Melihat permasalahan tersebut, tim dosen dan mahasiswa Universitas Pertamina (UPER) menggagas program “Gerakan Kompos Mandiri Desa Barengkok” di kabupaten Bogor sebagai bagian dari kegiatan Pengabdian kepada Masyarakat (PkM). Melalui program ini, tim melakukan sosialisasi pemilihan sampah organik dan anorganik serta memperkenalkan inovasi “Komposter Putar”, yaitu alat pengolahan sampah organik yang mampu mengubah limbah rumah tangga menjadi pupuk kompos.
“Desa Barengkok dipilih karena warganya memiliki potensi besar untuk terlibat dalam gerakan peduli lingkungan, namun masih terbatas akses terhadap teknologi pengelolaan sampah yang praktis. Komposter ini kami rancang secara sederhana dan ergonomis agar dapat digunakan oleh semua kalangan, termasuk ibu rumah tangga dan lansia. Dengan alat ini, warga diharapkan mampu mengelola sampah organik secara mandiri langsung dari rumah,” ujar Adhitya Ryan, Ketua Tim PkM Gerakan Kompos Mandiri.
Inovasi komposter putar dari tim Universitas Pertamina menjadi solusi sederhana namun berdampak besar bagi pengelolaan sampah organik rumah tangga. Alat ini dirancang menggunakan bahan lokal yang mudah diperoleh, terdiri dari tong berporos yang dipasang di atas rangka besi kokoh, lengkap dengan tuas pemutar di samping untuk memudahkan proses pencampuran.
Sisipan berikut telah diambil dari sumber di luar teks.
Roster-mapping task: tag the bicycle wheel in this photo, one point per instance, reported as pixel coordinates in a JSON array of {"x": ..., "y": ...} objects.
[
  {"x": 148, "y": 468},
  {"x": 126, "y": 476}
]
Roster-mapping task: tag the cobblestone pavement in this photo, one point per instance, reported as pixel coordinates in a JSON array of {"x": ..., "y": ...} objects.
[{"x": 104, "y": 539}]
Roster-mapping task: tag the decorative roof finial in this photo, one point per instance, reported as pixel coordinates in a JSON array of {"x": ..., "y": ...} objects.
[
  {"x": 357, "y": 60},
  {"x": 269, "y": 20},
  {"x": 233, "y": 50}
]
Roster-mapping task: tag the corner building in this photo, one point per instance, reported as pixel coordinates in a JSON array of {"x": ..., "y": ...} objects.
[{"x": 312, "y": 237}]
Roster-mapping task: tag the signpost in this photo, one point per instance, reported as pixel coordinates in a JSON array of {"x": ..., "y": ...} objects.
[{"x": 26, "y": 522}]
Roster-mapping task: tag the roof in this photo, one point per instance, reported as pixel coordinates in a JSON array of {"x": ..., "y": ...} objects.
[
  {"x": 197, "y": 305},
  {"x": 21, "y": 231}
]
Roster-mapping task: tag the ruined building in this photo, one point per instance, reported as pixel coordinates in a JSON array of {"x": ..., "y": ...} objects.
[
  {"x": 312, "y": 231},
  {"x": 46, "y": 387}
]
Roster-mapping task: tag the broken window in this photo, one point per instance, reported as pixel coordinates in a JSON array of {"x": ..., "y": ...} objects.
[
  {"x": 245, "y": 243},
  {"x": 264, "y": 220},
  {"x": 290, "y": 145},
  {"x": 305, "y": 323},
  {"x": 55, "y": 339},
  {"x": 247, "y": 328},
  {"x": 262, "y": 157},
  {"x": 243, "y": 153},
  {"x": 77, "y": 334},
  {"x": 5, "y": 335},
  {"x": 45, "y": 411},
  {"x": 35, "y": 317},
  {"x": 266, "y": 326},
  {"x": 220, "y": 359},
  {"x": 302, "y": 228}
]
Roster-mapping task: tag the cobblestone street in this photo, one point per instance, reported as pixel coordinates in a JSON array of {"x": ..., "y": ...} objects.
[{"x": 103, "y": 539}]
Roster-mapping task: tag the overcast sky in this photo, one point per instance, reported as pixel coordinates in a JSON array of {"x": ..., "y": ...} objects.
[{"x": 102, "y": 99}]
Dibandingkan komposter statis, komposter putar menawarkan sejumlah keunggulan. Selain mempercepat proses pengomposan, alat ini juga lebih bersih dan nyaman digunakan. Desainnya yang tertutup rapat mampu mengurangi bau tidak sedap serta mencegah masuknya serangga, menjadikannya ideal untuk penggunaan di lingkungan padat penduduk. Proses pencampuran bahan pun menjadi lebih praktis berkat sistem rotasi, tanpa perlu membalik kompos secara manual. Cukup masukkan sampah organik seperti sisa makanan, daun kering, atau limbah dapur, lalu tambahkan bahan seperti sekam padi atau serbuk gergaji untuk menjaga keseimbangan nutrisi. Dalam waktu singkat, pupuk kompos siap digunakan untuk kebun rumah, pertanian warga, bahkan berpotensi menjadi sumber pendapatan tambahan.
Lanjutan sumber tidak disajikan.